The FMA supervises designated business groups (DBGs) and reporting entities listed in Section 130 of the AML/CFT Act.
The Reserve Bank supervises banks, life insurers, and non-bank deposit takers.
The Department of Internal Affairs covers casinos, non-deposit-taking lenders, money changers and reporting entities not covered by the other supervisors.
The three AML/CFT supervisors actively co-operate with each other and with the New Zealand Police’s Financial Intelligence Unit (FIU). FIU also publish guidance information for reporting entities on their obligations to report suspicious activities and prescribed transactions, and how to meet those obligations. To submit a suspicious activity report or a prescribed transaction report please view the goAML website from the New Zealand Police.
Who needs to comply
The reporting entities supervised by the FMA are listed in Section 130 of the AML/CFT Act. They include:
issuers of securities
derivatives issuers and dealers
client money or property service providers
financial advice providers
equity crowdfunding platforms
The Minister of Justice may grant a range of exemptions to all or any of the AML/CFT Act’s requirements.
The AML/CFT Act imposes several obligations as below:
The AML/CFT Act takes a risk-based approach to compliance. Reporting entities (within the limits set by the AML/CFT Act and regulations) have some flexibility to determine the way in which they meet their obligations based on their risk assessment. Once a risk assessment is completed, a business can then put in place an AML/CFT programme that minimises or mitigates these risks. See the AML/CFT programme guideline.
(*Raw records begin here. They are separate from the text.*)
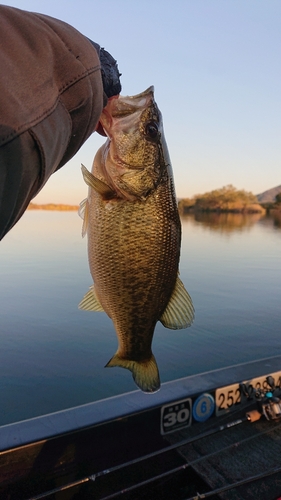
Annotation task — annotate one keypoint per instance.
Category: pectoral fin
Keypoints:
(99, 186)
(90, 302)
(179, 312)
(84, 214)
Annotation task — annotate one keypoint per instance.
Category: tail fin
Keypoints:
(145, 373)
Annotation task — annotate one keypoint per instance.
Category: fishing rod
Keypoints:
(195, 462)
(267, 405)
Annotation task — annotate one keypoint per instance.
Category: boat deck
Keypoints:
(190, 440)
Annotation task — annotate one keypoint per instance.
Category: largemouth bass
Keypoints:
(134, 234)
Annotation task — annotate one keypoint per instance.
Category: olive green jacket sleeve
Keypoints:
(51, 98)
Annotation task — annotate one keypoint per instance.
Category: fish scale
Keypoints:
(134, 235)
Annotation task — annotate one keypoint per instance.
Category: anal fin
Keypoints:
(179, 312)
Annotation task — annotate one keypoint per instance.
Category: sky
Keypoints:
(216, 69)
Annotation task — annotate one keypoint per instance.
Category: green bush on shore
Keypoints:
(225, 199)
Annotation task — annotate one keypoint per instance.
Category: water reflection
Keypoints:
(224, 222)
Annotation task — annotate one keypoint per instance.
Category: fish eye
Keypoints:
(151, 130)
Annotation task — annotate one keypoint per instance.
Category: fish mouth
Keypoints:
(122, 162)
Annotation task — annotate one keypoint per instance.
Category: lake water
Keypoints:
(53, 355)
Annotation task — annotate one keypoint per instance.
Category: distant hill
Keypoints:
(269, 195)
(52, 206)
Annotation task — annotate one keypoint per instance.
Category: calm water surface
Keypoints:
(53, 355)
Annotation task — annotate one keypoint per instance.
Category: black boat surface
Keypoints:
(213, 435)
The AML/CFT programme will set out your procedures, policies and controls for detecting, managing and mitigating the risk of money laundering, and the financing of terrorism your business may reasonably expect to face. The programme must be in writing and based on your risk assessment.
Annual Reports obligation
All reporting entities are required to prepare an annual report on their risk assessment and AML/CFT programme. Information from these reports will provide us with important information on the people and organisations we supervise, and help us:
understand the risk of money laundering and financing of terrorism activities in each reporting entity
ensure that information we have on our reporting entities is accurate and up-to-date
Each reporting entity must ensure its risk assessment and AML/CFT programme are audited every 2 years or at any other time at the request of the FMA. We may also request a copy of any audit report. You do not need to submit your audit report to us unless we request to see it.
How to get started
Engage an independent and qualified auditor early – this is to ensure one is available to assist you.
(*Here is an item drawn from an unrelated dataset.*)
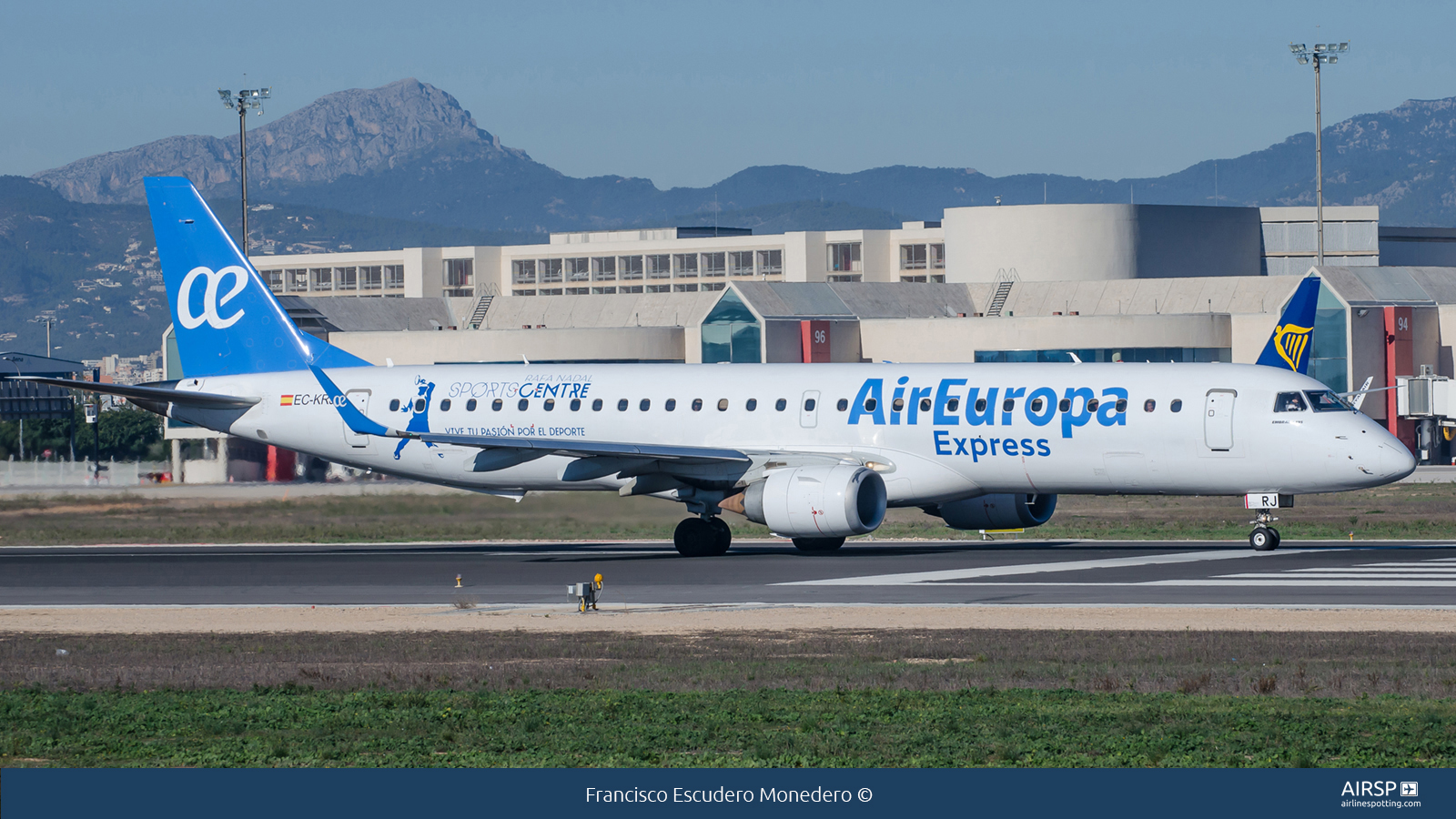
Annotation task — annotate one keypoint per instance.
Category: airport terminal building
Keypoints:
(1016, 283)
Review and address issues in your risk assessment, AML/CFT compliance programme and supporting policies and procedures internally before the independent audit.
Refer to the guidelines and reports and our FAQs that detail specific information on what is necessary to complete your AML/CFT audit.
It will take time for your auditor to review your risk assessment, compliance programme, test supporting evidence and prepare an audit report. You should also allow sufficient time (sometimes up to several weeks) to review the audit findings, and agree with the final report.
NZ $1,000 or more for an international wire transfer; and
NZ$10,000 or more for a domestic physical cash transaction.
In the case of an international wire transfer, the first reporting entity to transfer funds, and the last reporting entity to receive funds, must do a PTR. We expect that a reporting entity that receives and/or passes on instructions from a client to do an international wire transfer, but does not actually transfer the funds, is not required to do a PTR. This means that international wire transfers carried out by a bank on behalf of another reporting entity will be reportable by the bank.
If an international wire transfer is settled outside the banking system (for example if a reporting entity carries out a transaction on behalf of a client and as a result money is made available to a beneficiary at another entity in another jurisdiction) the reporting entity must submit a PTR.
The Minister of Justice (MoJ) has the power to grant a ministerial exemption from any provisions of the Anti-Money Laundering and Countering Financing of Terrorism Act. Exemptions may be granted for businesses, transactions, products, services or customers and may be subject to conditions.